La Pacem in Terris supuso una bocanada de aire fresco para la Iglesia. Fue escrita, como afirmara Karol Wojtila, cuando nubes amenazadoras ensombrecían el horizonte y la humanidad sufría la pesadilla de la guerra atómica, igual que sucede hoy tras las últimas amenazas lanzadas por Moscú. También hoy el Papa Francisco, con sus palabras y compromisos más recientes, nos recuerda a quien le precedió en la sede petrina. La paz requiere formas nuevas de convivencia y de organización del mundo en el que vivimos, con exigencias y compromisos en lo relativo al orden social, económico, político y cultural, capaces de afrontar las causas más profundas de los conflictos y poner bases sólidas para la construcción de una sociedad más justa y compasiva.

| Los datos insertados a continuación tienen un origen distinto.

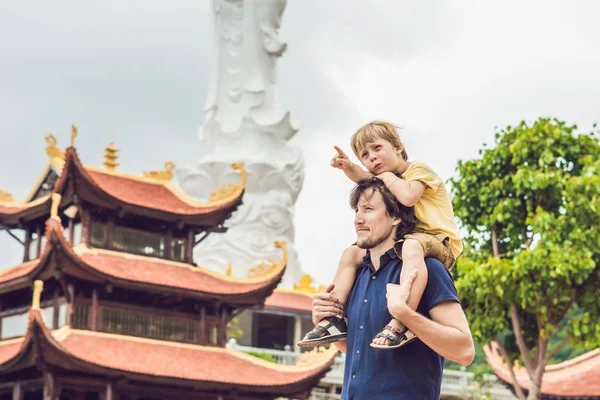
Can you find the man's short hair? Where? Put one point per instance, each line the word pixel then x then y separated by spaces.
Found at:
pixel 393 207
pixel 376 130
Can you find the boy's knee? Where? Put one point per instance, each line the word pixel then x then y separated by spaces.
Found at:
pixel 412 248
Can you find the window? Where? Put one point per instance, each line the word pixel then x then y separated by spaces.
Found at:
pixel 214 333
pixel 178 249
pixel 139 242
pixel 33 246
pixel 98 234
pixel 77 233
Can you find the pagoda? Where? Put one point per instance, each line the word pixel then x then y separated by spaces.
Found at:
pixel 108 303
pixel 575 379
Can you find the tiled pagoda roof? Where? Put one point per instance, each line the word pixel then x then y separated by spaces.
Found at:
pixel 134 271
pixel 286 300
pixel 134 194
pixel 146 360
pixel 578 378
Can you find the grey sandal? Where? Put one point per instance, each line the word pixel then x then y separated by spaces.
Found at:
pixel 333 331
pixel 394 337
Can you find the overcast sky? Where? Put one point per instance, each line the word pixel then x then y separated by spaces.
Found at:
pixel 136 72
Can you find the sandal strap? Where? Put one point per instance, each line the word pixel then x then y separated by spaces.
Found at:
pixel 390 337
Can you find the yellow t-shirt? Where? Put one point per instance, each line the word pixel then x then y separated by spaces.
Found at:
pixel 434 210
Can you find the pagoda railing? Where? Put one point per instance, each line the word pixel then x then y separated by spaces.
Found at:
pixel 154 324
pixel 461 384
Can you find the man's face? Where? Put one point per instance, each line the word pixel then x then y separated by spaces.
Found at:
pixel 380 156
pixel 372 223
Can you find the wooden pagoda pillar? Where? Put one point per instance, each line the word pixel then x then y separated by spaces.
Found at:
pixel 17 392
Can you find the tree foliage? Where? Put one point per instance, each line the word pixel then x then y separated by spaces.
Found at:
pixel 530 206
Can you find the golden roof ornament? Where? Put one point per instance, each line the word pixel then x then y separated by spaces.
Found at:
pixel 165 175
pixel 266 268
pixel 306 285
pixel 54 207
pixel 74 131
pixel 230 189
pixel 111 156
pixel 57 156
pixel 6 197
pixel 38 286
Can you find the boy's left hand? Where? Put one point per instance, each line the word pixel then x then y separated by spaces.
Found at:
pixel 397 295
pixel 387 178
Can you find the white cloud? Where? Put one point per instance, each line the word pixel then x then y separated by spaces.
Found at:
pixel 137 71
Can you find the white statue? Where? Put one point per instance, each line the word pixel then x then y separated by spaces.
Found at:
pixel 242 101
pixel 244 121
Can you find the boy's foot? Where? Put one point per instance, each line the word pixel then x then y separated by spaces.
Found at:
pixel 394 338
pixel 331 329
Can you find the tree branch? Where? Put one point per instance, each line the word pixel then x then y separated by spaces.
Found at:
pixel 514 317
pixel 495 249
pixel 565 311
pixel 557 348
pixel 511 370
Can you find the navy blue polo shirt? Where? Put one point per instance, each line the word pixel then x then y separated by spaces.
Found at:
pixel 410 372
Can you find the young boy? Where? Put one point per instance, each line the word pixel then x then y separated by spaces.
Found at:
pixel 378 146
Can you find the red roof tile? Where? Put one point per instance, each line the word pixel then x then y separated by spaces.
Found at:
pixel 151 357
pixel 165 359
pixel 579 377
pixel 282 300
pixel 164 273
pixel 146 194
pixel 124 268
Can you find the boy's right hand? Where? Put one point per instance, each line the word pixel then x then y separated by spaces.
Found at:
pixel 340 160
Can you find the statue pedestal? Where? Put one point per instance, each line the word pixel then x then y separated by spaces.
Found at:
pixel 265 216
pixel 245 122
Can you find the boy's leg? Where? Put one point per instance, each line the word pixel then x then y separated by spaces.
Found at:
pixel 332 329
pixel 413 257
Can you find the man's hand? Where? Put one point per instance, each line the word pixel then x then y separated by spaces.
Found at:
pixel 326 305
pixel 397 295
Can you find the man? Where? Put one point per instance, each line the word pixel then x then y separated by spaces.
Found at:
pixel 415 370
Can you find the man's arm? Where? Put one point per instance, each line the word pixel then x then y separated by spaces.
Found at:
pixel 447 332
pixel 327 305
pixel 407 193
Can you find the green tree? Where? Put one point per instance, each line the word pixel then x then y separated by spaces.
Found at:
pixel 530 206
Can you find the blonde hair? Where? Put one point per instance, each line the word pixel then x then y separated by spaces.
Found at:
pixel 373 131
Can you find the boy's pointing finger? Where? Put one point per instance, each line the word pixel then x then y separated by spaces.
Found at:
pixel 340 152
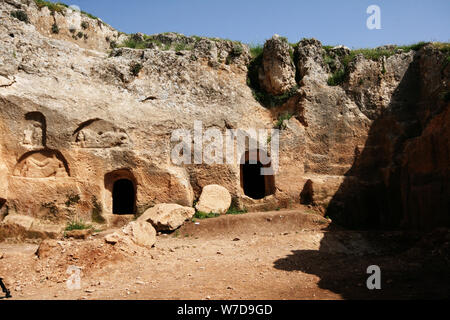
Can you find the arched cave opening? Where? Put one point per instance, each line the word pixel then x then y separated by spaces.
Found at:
pixel 256 185
pixel 124 197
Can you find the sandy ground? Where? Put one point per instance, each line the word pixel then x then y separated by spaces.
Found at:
pixel 272 255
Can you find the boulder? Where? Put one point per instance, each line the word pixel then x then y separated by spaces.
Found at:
pixel 141 233
pixel 214 199
pixel 167 217
pixel 310 64
pixel 277 74
pixel 113 238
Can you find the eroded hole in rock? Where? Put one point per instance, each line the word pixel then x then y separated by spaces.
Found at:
pixel 123 197
pixel 255 184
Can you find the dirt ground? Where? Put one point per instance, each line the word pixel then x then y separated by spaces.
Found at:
pixel 271 255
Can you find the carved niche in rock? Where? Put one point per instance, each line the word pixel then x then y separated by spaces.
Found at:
pixel 99 133
pixel 42 164
pixel 35 130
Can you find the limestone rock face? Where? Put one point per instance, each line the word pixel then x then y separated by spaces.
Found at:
pixel 141 233
pixel 214 199
pixel 167 217
pixel 277 74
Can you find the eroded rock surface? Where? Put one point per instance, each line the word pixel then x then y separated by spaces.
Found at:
pixel 167 217
pixel 78 115
pixel 214 199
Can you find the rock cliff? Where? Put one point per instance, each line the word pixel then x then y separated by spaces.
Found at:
pixel 83 107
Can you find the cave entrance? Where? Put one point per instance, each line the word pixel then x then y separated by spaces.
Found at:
pixel 254 184
pixel 124 197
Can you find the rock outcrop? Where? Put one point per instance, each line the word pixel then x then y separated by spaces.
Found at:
pixel 277 74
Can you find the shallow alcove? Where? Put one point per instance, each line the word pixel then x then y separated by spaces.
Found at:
pixel 254 184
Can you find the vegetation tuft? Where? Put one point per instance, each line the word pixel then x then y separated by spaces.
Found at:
pixel 96 214
pixel 266 99
pixel 280 122
pixel 135 68
pixel 236 211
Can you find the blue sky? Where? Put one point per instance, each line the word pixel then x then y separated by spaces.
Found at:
pixel 252 21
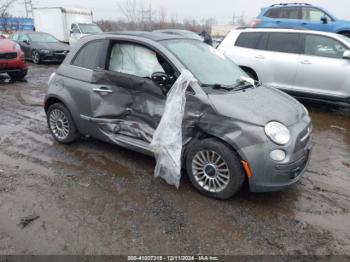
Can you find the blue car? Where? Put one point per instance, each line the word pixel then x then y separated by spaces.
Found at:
pixel 300 15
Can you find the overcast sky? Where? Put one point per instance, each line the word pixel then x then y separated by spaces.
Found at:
pixel 221 10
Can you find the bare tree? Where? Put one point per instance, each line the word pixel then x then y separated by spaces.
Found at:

No cabe duda de que aquel comunicado contenía los puntos básicos necesarios que, de ser cumplidos, impedirían nuevos cataclismos bélicos, cuyo origen se hallaba en aquella época en la política de bloques y que de nuevo parecen hoy volver a reproducirse. En su momento causó un gran impacto. Fue considerado como un paso más en la tarea de exhortar a los cristianos, en su condición de personas que viven en una sociedad concreta, a comprometerse en todas las esferas donde tenga lugar la acción política. En dicha encíclica se nos habla enfáticamente de la necesidad de la paz para la vida de los pueblos, paz que ha de estar fundamentada en «la verdad, la justicia, el amor y la libertad». Es una exhortación, pues, a vivir bajo el amparo de la paz; de ahí la necesidad de releerla como si acabara de ser escrita hoy mismo. Actualmente no solo es posible la paz, sino que es también un deber el poner todos los medios a nuestro alcance para conseguirla, como en su día propugnara el propio san Juan Pablo II.